Anil Agarwal’s Vedanta expected to benefit from higher commodity prices and capacity expansion.

The Indian Headquarters of Vedanta Resources Plc. (Photographer: Adeel Halim/Bloomberg News)
The Indian Headquarters of Vedanta Resources Plc. (Photographer: Adeel Halim/Bloomberg News)

Billionaire Anil Agarwal’s oil-to-mining giant Vedanta Ltd. is in a sweet spot.

Prices of zinc are at their highest in more than a decade and aluminium is close to its highest in over five years, aided by China’s winter cuts to curb pollution. Crude oil has rebounded as well. The resources major is well positioned to gain from the commodity surge as it adds capacity in the three businesses that contribute the bulk of its operating profits.

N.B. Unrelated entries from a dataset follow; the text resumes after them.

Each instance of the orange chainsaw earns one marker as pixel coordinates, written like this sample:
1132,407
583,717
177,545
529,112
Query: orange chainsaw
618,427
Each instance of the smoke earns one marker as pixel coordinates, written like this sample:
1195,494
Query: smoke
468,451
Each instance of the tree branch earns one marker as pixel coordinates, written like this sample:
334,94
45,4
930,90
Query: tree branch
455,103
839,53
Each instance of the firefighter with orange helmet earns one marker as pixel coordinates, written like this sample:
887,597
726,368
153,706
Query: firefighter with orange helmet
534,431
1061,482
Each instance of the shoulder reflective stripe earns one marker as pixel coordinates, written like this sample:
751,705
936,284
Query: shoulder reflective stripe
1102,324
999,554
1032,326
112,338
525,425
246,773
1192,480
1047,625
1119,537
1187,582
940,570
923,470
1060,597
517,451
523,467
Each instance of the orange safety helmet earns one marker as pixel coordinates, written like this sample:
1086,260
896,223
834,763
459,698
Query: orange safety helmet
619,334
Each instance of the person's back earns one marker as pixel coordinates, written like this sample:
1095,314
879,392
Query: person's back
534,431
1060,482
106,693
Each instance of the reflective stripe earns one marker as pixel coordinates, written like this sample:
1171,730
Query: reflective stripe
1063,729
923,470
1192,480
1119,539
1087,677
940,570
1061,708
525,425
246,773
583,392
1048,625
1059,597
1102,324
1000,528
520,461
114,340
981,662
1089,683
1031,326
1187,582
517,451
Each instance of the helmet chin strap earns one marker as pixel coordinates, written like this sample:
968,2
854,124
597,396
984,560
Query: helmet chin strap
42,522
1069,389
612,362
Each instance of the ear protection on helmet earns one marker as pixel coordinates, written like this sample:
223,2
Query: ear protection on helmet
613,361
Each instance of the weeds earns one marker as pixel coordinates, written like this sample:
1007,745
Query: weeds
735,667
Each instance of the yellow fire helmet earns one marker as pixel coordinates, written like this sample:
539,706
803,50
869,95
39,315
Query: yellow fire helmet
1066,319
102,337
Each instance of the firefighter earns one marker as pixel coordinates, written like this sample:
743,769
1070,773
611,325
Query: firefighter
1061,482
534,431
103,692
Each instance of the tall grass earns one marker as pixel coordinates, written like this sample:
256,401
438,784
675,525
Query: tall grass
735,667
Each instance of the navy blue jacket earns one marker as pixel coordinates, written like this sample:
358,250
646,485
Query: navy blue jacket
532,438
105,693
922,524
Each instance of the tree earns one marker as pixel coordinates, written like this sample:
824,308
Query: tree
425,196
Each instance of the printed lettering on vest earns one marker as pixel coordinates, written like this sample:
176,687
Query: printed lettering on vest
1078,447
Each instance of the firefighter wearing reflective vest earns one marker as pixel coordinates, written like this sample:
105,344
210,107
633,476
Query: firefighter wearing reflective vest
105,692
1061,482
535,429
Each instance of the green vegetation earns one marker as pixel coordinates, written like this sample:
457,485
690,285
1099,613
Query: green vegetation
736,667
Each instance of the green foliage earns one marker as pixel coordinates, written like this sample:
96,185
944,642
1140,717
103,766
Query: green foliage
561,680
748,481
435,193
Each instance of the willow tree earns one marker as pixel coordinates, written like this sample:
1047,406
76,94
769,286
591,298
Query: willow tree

Shares of Vedanta rose 22 percent in the last one year. The stock has the potential to gain another 20 percent, according to the consensus of estimates tracked by Bloomberg as of Feb. 21. All 24 analysts recommend a ‘Buy’.

The company is expanding capacity of its aluminium, oil & gas and zinc businesses, which will help it improve volumes in a deficit market, IIFL Institutional Equities said in a report. The three businesses, the brokerage said, are expected to contribute about 87 percent of the operating income in the year ending March 2019. Cost-saving measures are already helping it improve margins, it said.

Aluminium, oil & gas and zinc accounted for bulk of its Rs 5,270-crore earnings before interest and tax in the quarter ended December— zinc, lead and silver at 64 percent; oil & gas at 15 percent; and aluminium 8.6 percent, according to Bloomberg data. The company’s operating income, net profit and margins improved in the ongoing financial year.

Why Vedanta Is Best Placed To Gain From Commodity Surge

Decade-High Zinc Prices

Chinese mining restrictions hurt supply, pushing up prices. That led to a higher realisation for Vedanta. LME Zinc is at its highest in a decade at about $3,550 a tonne. And it’s expected to rise further with depleting inventories, IIFL said.

Kotak Institutional Securities thinks zinc prices may have peaked and could fall. Yet, that’s unlikely to impact Vedanta’s zinc earnings because its subsidiaries Hindustan Zinc Ltd. and Gamsberg are expected to commission two large projects. Kotak said it could result in a strong volume growth of 40 percent to 1.6 million tonnes in two years.

Why Vedanta Is Best Placed To Gain From Commodity Surge

Crude Rebound To Aid Margins

Crude has surged from about $47 a barrel in June last year to above $64. Higher prices directly boost operating margin for Cairn India, now merged with Vedanta Ltd. Cairn India also plans a $1.1 billion capex. That, Kotak said, is estimated to yield 218 million barrels of oil equivalent.

Why Vedanta Is Best Placed To Gain From Commodity Surge

Aluminium Deficit

Shutdowns in China mean there will be a supply deficit in the medium term if production doesn’t resume, said IIFL. Aluminium prices though are off their recent peaks but have risen 15 percent to $2,200 a tonne in a year to trade near 2011 levels.

The Chinese government’s post-winter cut action will be key determinant for 2018 outlook, it said.

Volume growth and lower material costs, especially alumina, are expected to aid earnings growth of the aluminium business, according to the Kotak research report.

The recent Supreme Court verdict seeking fresh auctions of all iron-ore mines in Goa will not have much impact on Vedanta, IIFL said. Iron ore contributes about 2 percent of the company’s overall operating income.

Why Vedanta Is Best Placed To Gain From Commodity Surge

Risks

The brokerage listed Vedanta’s foray in unrelated businesses as a key risk. The company announced a non-core investment of $158 million (Rs 1,000 crore) in Avanstrate Inc, a Japanese manufacturer of LCD glass substrate. It plans to set up a LCD panel plant, the brokerage said citing media reports.

Vedanta also emerged as the highest bidder (Rs 4,500 crore) for Electrosteel Steels, which has been referred for insolvency resolution, the Economic Times had reported.